Es tanta la violencia que sufren los ciudadanos; por la opresión política, la represión que con impotencia ven que sufren sus conciudadanos que se atreven a protestar,  la frustración que produce la clase política por su traición, las faltas de oportunidades, la  eterna crisis económica que le niega la debida recompensa a su esfuerzo, los pésimos salarios establecidos por la complicidad político-empresarial, la corrupción, la estafa al estado, la apropiación de los recursos públicos.

 Y ante la inexistencia de un sistema de justicia que castigue  a los que traicionan la sociedad, sino que lo que impera es la impunidad.   Toda esas acciones negativas son como hidráulico que presiona y comprime su ser espiritual y emocional,  produciendo  que muchos se doblen terminando doblándose apoyando los políticos corruptos como forma de escapar a las limitaciones y poder resolver.

Otros, en el alcohol o la drogadicción, otros se suicidan, otros reniegan de todos y se pasan a la delincuencia, otros caen en depresión y locura, pero otros, soportan por un tiempo con estoicismo esa presión, pero la frustración que acumulan con el tiempo, es tanta y de tal dimensión, que en su desesperación e incapaz de racionalizar la causa de su angustia y su origen, y no tener claro quién debe ser el blanco de su indignación, para descargarla sobre los responsables y resolver el asunto.

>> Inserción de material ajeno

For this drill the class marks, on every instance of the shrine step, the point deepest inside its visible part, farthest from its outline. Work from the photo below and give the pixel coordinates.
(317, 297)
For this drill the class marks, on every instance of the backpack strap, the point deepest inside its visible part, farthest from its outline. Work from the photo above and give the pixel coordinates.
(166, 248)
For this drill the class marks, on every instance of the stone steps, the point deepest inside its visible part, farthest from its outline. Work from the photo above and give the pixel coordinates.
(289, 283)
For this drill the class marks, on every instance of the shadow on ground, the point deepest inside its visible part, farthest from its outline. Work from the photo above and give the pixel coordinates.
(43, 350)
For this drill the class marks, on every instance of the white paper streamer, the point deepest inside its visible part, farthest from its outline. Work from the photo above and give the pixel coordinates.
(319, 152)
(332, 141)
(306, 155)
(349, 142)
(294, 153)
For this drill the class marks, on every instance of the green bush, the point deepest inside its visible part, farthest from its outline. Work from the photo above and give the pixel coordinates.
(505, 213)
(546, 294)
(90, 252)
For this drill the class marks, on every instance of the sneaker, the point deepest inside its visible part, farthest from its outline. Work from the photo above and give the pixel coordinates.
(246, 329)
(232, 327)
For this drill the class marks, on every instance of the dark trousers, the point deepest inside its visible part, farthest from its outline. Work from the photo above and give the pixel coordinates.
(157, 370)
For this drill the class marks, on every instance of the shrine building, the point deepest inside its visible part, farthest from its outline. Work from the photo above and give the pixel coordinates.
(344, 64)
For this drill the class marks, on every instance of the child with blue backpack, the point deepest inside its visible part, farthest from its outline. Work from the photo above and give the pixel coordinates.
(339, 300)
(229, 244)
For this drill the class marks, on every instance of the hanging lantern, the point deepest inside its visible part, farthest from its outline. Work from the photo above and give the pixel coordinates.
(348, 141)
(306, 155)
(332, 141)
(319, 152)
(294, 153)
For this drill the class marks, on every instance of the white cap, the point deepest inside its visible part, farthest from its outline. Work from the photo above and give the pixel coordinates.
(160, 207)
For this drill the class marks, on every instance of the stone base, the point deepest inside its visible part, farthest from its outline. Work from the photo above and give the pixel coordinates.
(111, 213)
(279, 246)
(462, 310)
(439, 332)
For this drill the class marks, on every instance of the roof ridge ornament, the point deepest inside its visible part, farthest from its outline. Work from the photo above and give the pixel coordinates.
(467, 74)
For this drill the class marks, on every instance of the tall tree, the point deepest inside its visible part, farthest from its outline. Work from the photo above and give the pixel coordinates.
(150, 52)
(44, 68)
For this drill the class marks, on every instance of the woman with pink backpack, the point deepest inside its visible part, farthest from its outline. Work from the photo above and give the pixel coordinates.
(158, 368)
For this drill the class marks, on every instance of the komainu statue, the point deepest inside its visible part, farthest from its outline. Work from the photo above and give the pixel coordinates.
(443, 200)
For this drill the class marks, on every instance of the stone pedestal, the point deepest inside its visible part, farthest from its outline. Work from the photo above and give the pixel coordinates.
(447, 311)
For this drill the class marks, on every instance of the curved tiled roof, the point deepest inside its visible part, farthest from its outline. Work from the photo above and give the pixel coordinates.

Al ser incapaz de racionalizar el asunto y canalizar su rabia adecuadamente, que sería sumarse  a impulsar los cambios sociopolíticos necesarios, los hombres en su angustia existencial, están explotando, descargando su rabia y frustración, sobre el ser que tienen más cerca y con quien queda evidenciadas sus carencias y frustraciones, su MUJER.

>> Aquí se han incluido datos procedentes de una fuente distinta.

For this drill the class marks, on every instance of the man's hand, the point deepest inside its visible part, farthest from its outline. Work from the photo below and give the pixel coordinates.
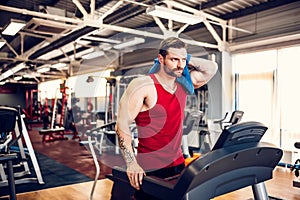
(135, 175)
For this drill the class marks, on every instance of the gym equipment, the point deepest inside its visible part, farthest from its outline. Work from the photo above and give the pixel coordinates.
(95, 139)
(296, 167)
(6, 140)
(235, 118)
(56, 133)
(237, 160)
(191, 119)
(13, 133)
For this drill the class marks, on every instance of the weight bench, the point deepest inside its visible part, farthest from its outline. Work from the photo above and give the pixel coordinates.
(236, 161)
(50, 135)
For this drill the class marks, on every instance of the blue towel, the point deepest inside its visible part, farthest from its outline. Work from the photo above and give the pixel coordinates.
(185, 80)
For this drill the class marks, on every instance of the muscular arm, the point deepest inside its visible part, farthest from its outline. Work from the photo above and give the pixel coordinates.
(131, 103)
(202, 71)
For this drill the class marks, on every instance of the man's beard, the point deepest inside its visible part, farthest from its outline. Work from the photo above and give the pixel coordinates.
(172, 72)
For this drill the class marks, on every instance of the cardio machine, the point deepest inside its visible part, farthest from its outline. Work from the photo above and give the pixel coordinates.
(237, 160)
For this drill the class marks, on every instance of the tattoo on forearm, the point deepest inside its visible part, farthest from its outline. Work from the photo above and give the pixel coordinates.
(128, 156)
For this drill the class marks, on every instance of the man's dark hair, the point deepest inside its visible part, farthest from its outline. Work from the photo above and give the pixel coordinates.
(171, 42)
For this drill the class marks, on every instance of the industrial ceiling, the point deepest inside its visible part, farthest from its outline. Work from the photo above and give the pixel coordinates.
(66, 31)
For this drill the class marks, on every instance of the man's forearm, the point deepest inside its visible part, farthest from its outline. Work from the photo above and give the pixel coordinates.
(126, 148)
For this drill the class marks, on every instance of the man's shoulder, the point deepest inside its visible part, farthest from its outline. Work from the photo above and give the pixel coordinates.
(142, 80)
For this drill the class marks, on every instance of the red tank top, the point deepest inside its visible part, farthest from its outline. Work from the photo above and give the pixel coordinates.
(160, 130)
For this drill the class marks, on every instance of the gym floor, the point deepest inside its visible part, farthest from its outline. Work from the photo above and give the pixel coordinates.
(70, 153)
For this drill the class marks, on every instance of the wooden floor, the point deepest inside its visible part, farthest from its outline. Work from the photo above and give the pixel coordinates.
(78, 158)
(280, 186)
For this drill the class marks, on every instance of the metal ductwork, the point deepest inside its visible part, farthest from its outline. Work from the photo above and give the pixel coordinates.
(62, 41)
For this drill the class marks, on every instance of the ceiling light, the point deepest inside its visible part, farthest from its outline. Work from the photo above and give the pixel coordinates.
(43, 69)
(129, 43)
(13, 27)
(92, 55)
(174, 15)
(59, 65)
(12, 71)
(2, 43)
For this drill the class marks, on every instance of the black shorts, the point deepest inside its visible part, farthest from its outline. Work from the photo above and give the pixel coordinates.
(161, 173)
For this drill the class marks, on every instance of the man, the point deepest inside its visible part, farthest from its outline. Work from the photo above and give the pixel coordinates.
(156, 102)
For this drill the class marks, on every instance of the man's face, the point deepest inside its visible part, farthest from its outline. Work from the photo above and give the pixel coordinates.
(174, 62)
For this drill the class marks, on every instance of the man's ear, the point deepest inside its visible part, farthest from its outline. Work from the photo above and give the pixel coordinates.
(160, 58)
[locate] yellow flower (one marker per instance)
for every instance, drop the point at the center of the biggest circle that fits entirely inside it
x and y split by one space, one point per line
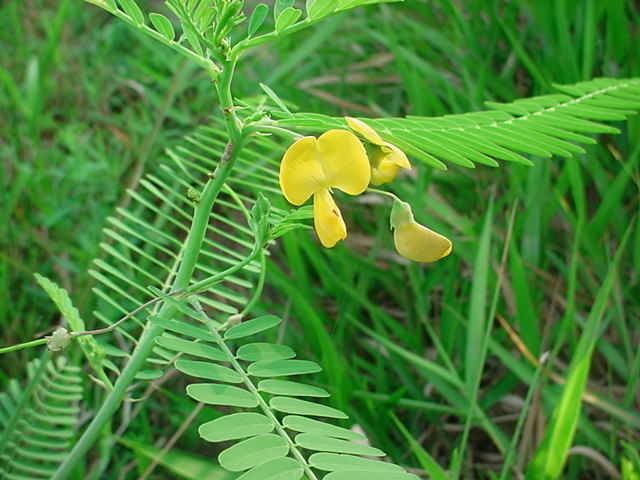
414 241
313 166
386 159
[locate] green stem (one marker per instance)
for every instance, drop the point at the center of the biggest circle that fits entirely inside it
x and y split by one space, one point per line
184 275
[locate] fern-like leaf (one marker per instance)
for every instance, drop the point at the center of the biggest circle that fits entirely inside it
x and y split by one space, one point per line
37 423
541 126
143 242
284 429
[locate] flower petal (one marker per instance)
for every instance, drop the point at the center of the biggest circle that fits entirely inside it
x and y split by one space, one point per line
420 244
327 219
397 156
365 130
345 161
301 172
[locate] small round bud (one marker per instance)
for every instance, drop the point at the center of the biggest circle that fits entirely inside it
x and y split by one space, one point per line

Otro tema, es el cambio socioeconómico, donde la mujer tiene más oportunidad y por ende es más independiente. O tiene más elevados ingresos en los hombres, lo que genera un cambio del paradigma y actitud en relación cuando el hombre era el único proveedor. Situación que por romper el esquema cultural de relación hombre mujer, al cambiar los roles, es fuente potencial de conflicto.

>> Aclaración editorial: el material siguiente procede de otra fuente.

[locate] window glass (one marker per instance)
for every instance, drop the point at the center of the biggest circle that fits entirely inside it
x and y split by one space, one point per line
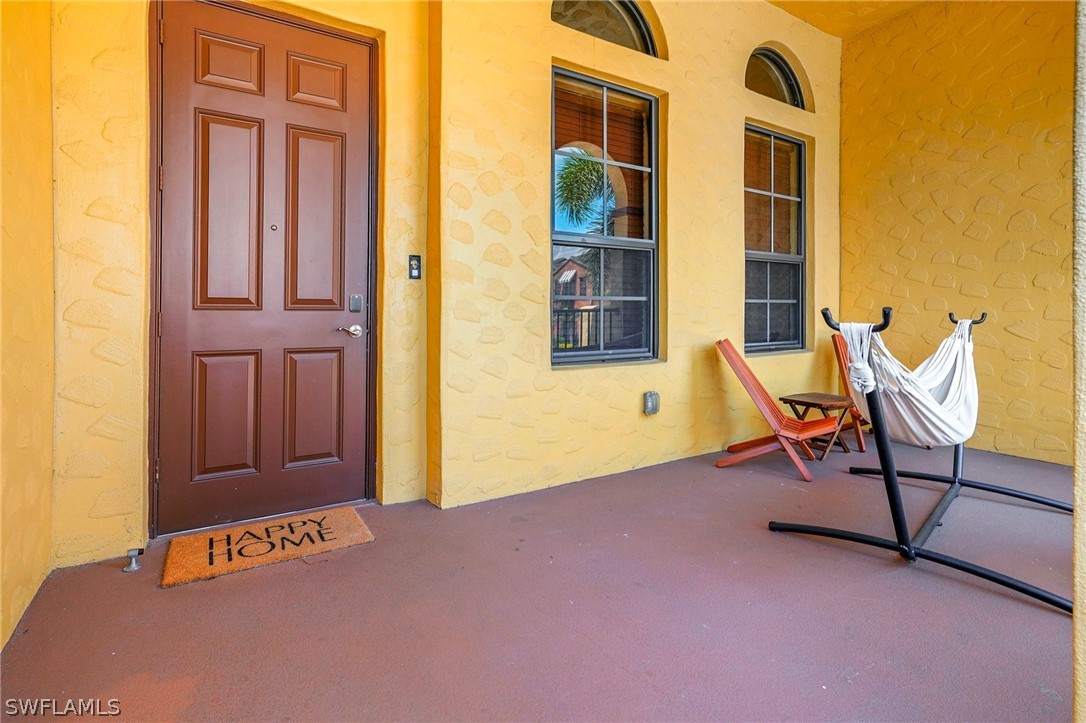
604 245
627 125
616 21
770 75
579 115
629 202
580 193
774 239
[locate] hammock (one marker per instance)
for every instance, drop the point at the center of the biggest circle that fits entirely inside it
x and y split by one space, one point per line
932 406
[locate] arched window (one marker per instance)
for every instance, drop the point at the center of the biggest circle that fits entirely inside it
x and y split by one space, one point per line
769 74
620 22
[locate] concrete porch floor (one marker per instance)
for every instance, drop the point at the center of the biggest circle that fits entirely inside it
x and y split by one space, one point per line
656 594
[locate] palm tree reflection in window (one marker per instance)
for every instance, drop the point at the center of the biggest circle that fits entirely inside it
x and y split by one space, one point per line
584 200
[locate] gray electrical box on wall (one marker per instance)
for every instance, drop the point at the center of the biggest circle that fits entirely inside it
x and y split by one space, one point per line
652 403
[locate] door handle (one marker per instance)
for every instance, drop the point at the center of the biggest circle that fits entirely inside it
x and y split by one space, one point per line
354 330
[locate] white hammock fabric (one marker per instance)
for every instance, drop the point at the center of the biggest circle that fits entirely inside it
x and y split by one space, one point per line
934 405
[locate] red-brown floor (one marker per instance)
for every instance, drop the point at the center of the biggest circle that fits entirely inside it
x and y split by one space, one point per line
652 595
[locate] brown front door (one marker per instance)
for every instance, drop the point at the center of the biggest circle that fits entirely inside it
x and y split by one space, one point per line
265 213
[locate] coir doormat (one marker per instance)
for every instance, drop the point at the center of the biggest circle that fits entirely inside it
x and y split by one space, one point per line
214 553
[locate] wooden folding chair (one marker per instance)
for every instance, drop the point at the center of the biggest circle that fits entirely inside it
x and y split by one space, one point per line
856 420
786 430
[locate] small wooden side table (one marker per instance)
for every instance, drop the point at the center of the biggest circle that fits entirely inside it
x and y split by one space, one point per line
803 403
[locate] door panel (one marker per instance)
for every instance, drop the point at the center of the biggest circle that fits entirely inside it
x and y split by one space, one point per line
314 218
229 208
265 214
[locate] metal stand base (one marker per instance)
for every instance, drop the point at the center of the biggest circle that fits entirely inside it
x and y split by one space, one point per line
909 547
923 554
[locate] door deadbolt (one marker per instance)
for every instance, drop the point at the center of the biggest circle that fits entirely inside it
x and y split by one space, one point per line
354 330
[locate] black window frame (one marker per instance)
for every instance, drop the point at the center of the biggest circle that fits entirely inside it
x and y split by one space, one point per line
792 87
768 257
651 349
631 15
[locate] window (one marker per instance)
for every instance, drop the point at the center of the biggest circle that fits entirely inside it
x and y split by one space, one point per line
620 22
604 244
769 74
775 235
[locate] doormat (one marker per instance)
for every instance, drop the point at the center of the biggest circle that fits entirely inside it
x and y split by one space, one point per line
213 553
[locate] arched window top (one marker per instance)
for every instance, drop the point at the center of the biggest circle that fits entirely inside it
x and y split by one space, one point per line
769 74
620 22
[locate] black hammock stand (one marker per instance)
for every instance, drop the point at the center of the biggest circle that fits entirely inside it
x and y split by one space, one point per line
908 546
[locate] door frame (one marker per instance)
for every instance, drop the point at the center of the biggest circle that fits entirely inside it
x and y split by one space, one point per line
155 135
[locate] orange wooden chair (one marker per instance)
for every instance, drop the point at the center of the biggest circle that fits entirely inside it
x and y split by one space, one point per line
786 430
856 420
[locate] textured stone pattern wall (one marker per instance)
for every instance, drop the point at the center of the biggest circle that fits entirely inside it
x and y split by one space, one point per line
956 197
26 311
510 422
101 197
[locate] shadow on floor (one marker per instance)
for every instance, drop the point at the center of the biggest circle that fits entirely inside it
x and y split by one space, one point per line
656 594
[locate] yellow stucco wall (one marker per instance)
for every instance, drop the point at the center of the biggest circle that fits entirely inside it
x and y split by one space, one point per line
101 214
508 421
26 309
956 197
1080 332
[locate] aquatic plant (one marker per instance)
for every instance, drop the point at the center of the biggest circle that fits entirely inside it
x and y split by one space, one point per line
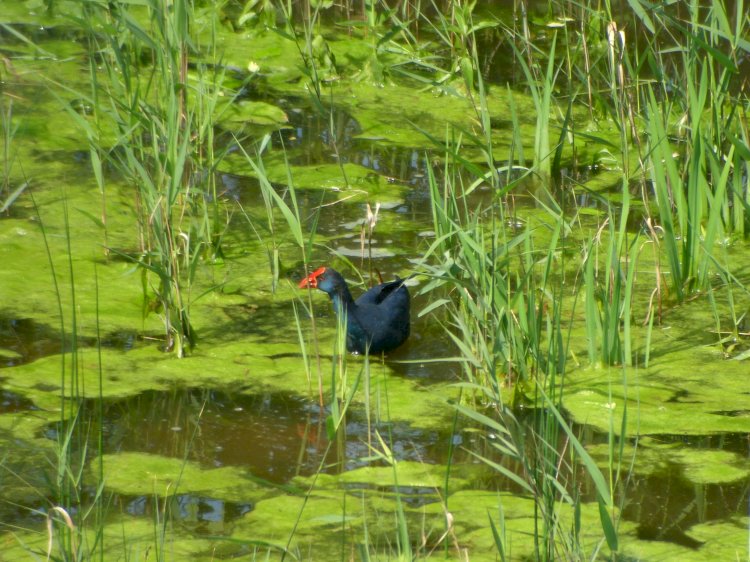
163 121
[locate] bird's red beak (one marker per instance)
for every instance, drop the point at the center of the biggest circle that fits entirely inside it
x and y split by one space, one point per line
312 279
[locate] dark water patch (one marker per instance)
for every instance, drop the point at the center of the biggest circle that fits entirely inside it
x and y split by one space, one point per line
666 506
274 436
11 403
201 514
733 442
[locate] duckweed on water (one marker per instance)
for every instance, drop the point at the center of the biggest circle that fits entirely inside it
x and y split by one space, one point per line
376 145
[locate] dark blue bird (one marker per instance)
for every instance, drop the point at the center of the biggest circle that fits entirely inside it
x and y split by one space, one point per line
378 320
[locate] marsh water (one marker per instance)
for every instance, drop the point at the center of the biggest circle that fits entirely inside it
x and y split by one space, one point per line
235 435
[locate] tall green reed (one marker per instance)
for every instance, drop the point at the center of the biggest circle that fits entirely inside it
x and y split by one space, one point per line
162 117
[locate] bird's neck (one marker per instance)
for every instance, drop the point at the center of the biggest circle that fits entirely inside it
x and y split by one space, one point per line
342 300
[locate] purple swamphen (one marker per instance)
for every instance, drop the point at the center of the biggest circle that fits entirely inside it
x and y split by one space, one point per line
378 320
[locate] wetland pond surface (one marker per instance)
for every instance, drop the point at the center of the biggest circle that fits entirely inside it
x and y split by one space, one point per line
232 445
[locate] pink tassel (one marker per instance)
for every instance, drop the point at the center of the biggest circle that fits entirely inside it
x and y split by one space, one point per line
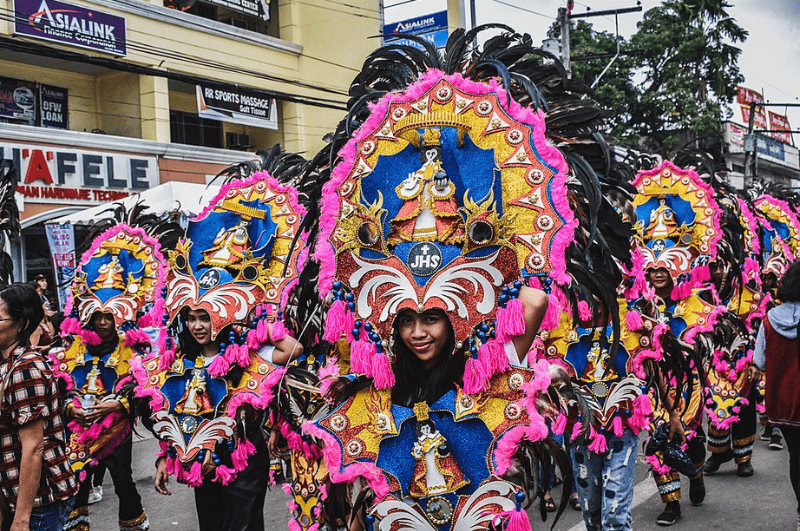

Sobre todo, en aquellos hombres, cuando su brújula existencial no gira su trato en torno a lo justo con la pareja. Sino que predomina la prepotencia, la imposición y la violencia aunque no sea física.

Es lo que, al presente,  he terminado creyendo como factor causal, o raíz invisible de tantos crímenes contra el ser más especial de la creación, la mujer.